Sayyidah Nafisah Al Ilm tumbuh sebagai perempuan yang alim, hafal alqur’an, ahli puasa, ahli ibadah dan dikenal dengan perempuan yang istimewa. Karena itulah banyak dari kalangan kerabatnya yang ingin melamarnya, akan tetapi ditolak oleh sang ayah, karena belum menemukan seorang yang dianggap pantas untuk meminang putrinya itu.

Diantara yang melamarnya adalah Ishaq Al Mu’taman bin Muhammad Ja’far As Sadhiq bin Muhammad Al Baqir bin Ali Zainal Abidin bin Husain bin Ali RA, yaitu sodara dari Sayyidah Aisyah yang makamnya berada di Cairo.

Akhirnya Ishaq pun berziarah kepada makam sang kakeknya yaitu Nabi Muhammad SAW, dan mengadukan perkaranya. Hingga akhirnya Nabi pun datang pada mimpi ayah Sayyidah Nafisah dan memerintahkanya untuk menerima lamaran ishaq, hingga akhirnya Ishaq pun menikahinya.

Singkat cerita terjadilah gejolak kekhawatiran dari Ja’far Al Mansur akan sang wali Madinah, karena semakin banyak pengikutnya dan dikhawatirkan memberontak terhadap khilafah, hingga akhirnya Hasan Al Anwar pun di lengserkan dari jabatanya.

Kemudian ia bersama keluarganya pun pindah ke Mesir pada tahun 195 H. Sayyidah Nafisah meminta suaminya untuk menziarahi Nabi Ibrahim AS di kota Al Khalil di Syam dalam perjalanannya ke Mesir.
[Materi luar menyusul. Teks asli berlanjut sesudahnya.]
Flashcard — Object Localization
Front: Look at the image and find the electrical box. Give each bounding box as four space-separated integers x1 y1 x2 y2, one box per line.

Dan harapannya pun tercapai, kemudian melanjutkan perjalanan hingga akhirnya sampai di kota Al Arisy Mesir, disanalah ia beserta keluarganya disambut meriah oleh penduduk Mesir yang memang terkenal dengan pecinta ahlul bait. Hingga akhirnya ia dan suaminya tinggal di kota Kairo, yaitu yang sekarang menjadi tempat peristirahtanya yang terakhir.